These works were groundbreaking and truly prescient; each was conceived in part as a prediction of the future of industrialized production and construction. Keeping the plan of the Barcelona Pavilion in mind, we designed a house that explores the reality of the industrially-produced materials and methods of our own time. Unlike the Barcelona Pavilion that used then-exotic materials, we chose to utilize more common materials but rendered them striking in usage, pigment choice and detailing.
Cubists looked beyond the mechanical view of how the eye sees and employed the brain’s ability to remember and anticipate, allowing one to take in a seemingly disjointed array of phenomena but still have the whole make sense. The increasing plasticity of lightweight building materials allows us some of the Cubists’ slight-of-hand to simultaneously evoke the immediacies of built form as well as architectural dream states – the hovering roof, translucencies between inside and outside, and walls that are not walls.
Advancing material technologies have expanded the available palette through increased color intensity, optical effects and applications. Sir Isaac Newton ovserved the different behavior of color created with pigment and color created with light. The Impressionists and Fauves experimented with Newtonian principles to create light effects with pigment. These experiments have redefined thoughts on how colors relate to one another. Guided by Newtonian color theory, the intense palette of the house allows richly-colored reflected light to pass through translucent walls, suffusing spaces with a delighting glow.
In addition to the rigorous studies of perspective and color theory, environmentally sustainable materials and methods played a large factor in generating the design. First and foremost is the size of the project. In a time where new homes strive to maximize square footage, we consciously kept the enclosed footprint to two small pavilions totaling 1100SF. The home is designed for all seasons with the use of the spaces and the areas conditioned are modulated based on seasonal weather. Its heaviest use is during the summer.

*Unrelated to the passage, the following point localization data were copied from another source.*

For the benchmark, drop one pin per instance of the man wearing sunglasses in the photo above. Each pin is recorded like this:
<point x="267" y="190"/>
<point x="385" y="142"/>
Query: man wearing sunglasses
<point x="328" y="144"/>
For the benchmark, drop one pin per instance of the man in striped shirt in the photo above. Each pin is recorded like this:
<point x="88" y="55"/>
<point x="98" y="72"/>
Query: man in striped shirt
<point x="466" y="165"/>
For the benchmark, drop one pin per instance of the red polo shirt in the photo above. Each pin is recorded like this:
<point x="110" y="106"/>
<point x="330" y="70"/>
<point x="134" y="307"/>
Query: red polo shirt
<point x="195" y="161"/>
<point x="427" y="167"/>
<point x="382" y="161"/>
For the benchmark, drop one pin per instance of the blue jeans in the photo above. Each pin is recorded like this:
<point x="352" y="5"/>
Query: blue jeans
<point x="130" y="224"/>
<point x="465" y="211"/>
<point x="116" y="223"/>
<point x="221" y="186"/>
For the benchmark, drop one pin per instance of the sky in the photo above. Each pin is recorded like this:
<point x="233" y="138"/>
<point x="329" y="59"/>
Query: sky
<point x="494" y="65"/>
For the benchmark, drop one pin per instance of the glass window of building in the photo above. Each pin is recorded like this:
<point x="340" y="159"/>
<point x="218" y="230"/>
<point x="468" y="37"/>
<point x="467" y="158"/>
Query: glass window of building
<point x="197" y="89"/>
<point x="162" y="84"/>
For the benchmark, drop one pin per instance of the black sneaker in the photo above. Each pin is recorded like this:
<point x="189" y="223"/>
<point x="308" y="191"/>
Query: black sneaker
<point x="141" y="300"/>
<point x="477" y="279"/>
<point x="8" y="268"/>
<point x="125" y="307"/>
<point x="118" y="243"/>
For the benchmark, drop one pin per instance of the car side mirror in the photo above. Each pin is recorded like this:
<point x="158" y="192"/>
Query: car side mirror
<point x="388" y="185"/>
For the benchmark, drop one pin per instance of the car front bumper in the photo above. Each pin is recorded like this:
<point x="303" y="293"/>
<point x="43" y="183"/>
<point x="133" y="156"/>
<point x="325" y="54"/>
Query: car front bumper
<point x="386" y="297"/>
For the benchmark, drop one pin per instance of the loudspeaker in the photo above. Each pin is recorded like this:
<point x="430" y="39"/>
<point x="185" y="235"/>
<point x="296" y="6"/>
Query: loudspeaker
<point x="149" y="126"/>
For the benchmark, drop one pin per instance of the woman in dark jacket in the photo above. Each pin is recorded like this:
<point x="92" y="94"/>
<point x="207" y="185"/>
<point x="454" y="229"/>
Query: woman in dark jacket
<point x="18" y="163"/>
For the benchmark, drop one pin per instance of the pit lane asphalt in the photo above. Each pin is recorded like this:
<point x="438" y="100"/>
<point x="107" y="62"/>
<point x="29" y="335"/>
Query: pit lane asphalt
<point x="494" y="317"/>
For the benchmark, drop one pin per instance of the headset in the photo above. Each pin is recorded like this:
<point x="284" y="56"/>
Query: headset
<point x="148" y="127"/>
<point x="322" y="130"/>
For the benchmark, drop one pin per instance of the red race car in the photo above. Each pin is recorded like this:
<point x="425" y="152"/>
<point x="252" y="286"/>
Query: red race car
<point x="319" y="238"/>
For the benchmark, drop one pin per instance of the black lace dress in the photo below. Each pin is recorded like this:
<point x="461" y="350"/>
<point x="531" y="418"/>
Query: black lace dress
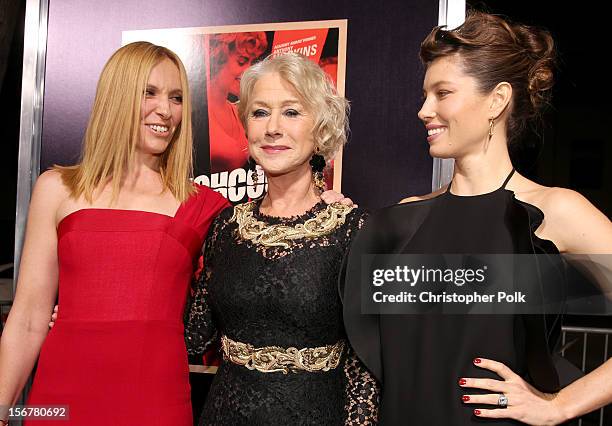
<point x="278" y="290"/>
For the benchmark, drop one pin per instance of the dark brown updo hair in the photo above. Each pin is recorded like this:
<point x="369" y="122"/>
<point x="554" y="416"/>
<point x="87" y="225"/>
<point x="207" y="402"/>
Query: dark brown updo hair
<point x="493" y="50"/>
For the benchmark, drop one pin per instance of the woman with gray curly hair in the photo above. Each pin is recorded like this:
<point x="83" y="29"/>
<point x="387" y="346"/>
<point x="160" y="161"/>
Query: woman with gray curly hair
<point x="268" y="290"/>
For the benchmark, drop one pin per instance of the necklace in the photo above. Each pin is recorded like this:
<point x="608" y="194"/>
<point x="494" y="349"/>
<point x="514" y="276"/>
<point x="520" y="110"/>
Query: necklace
<point x="279" y="235"/>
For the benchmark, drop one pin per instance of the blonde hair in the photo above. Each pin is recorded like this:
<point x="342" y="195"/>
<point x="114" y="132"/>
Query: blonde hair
<point x="314" y="87"/>
<point x="113" y="130"/>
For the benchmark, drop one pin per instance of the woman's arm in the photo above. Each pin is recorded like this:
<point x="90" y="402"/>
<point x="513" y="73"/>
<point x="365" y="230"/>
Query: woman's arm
<point x="27" y="324"/>
<point x="528" y="405"/>
<point x="576" y="227"/>
<point x="200" y="329"/>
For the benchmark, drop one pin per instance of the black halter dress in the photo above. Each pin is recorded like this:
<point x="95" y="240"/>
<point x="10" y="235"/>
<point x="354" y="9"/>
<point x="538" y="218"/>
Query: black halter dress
<point x="420" y="358"/>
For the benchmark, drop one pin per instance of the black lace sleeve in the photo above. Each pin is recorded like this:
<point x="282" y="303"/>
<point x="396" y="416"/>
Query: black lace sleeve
<point x="200" y="330"/>
<point x="355" y="221"/>
<point x="362" y="393"/>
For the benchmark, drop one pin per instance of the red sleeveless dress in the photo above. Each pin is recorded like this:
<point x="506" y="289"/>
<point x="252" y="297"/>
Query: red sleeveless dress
<point x="116" y="355"/>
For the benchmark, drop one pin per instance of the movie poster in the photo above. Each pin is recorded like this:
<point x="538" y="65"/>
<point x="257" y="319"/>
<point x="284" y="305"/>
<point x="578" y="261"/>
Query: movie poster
<point x="215" y="58"/>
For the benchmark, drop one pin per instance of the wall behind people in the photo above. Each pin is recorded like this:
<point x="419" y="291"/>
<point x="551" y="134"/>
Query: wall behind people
<point x="387" y="155"/>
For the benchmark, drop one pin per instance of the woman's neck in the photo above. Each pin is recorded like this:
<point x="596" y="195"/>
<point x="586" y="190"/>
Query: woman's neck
<point x="290" y="194"/>
<point x="481" y="172"/>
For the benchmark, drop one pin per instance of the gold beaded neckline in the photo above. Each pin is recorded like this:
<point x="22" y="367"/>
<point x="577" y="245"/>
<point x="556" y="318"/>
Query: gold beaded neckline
<point x="281" y="235"/>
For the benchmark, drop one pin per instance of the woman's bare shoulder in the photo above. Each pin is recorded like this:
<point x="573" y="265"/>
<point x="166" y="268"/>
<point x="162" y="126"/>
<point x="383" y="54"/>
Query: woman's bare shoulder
<point x="424" y="197"/>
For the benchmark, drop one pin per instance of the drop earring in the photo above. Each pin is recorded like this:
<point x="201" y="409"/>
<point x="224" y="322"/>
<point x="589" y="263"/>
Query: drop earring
<point x="252" y="166"/>
<point x="317" y="164"/>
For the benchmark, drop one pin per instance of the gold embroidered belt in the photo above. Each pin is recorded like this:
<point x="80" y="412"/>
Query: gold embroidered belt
<point x="273" y="359"/>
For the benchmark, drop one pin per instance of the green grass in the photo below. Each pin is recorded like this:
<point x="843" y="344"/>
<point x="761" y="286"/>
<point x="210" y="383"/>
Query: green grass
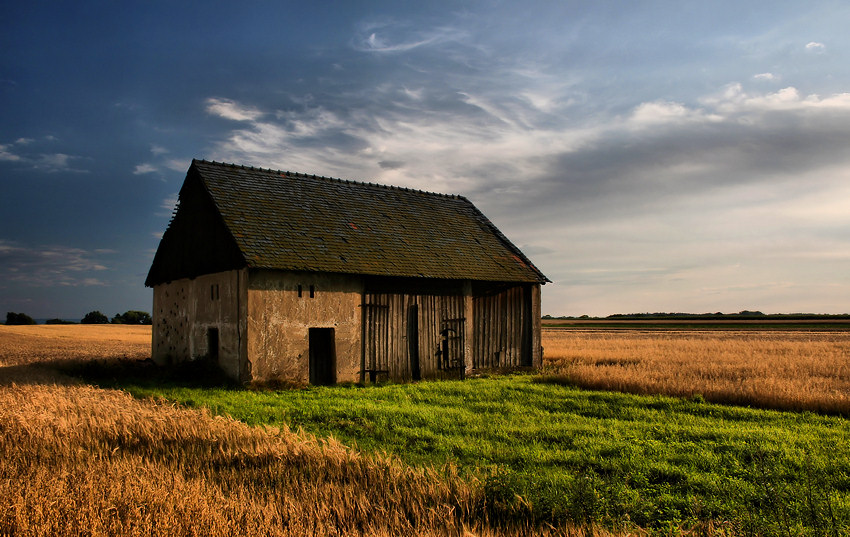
<point x="559" y="453"/>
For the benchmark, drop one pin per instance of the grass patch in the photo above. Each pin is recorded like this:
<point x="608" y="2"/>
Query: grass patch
<point x="556" y="453"/>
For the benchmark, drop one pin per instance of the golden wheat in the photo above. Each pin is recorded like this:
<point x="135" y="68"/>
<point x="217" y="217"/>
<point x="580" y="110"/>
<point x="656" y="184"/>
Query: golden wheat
<point x="780" y="370"/>
<point x="79" y="460"/>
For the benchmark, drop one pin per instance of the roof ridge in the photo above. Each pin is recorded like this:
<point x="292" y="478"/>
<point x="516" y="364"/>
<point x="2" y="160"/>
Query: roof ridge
<point x="335" y="179"/>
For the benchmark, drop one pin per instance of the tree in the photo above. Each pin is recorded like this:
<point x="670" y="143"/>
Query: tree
<point x="18" y="318"/>
<point x="95" y="317"/>
<point x="132" y="317"/>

Large sliding doors allow indoor functions to flow into outdoor terraces and gardens during the summer when additional space is desired and indoor conditioned space is rarely needed. The opposite occurs in winter where living occurs in a much smaller conditioned footprint. The house is one of the first on Shelter Island to use geothermal heating and cooling. Even so, it is rarely used in the warm season as we incorporated many passive design elements into the architecture.
Solid walls on the south and west side of the building block the intense summer sun while floor to ceiling translucent double polycarbonate walls allow north and east light into the space as well as providing a much higher R-value as compared to traditional glass. Large sliding doors and windows are carefully placed to take advantage of the east/west sea breeze to cool the interiors. Large roof overhangs provide needed shade for the pavilion interiors while providing sheltered space ideal for outdoor living.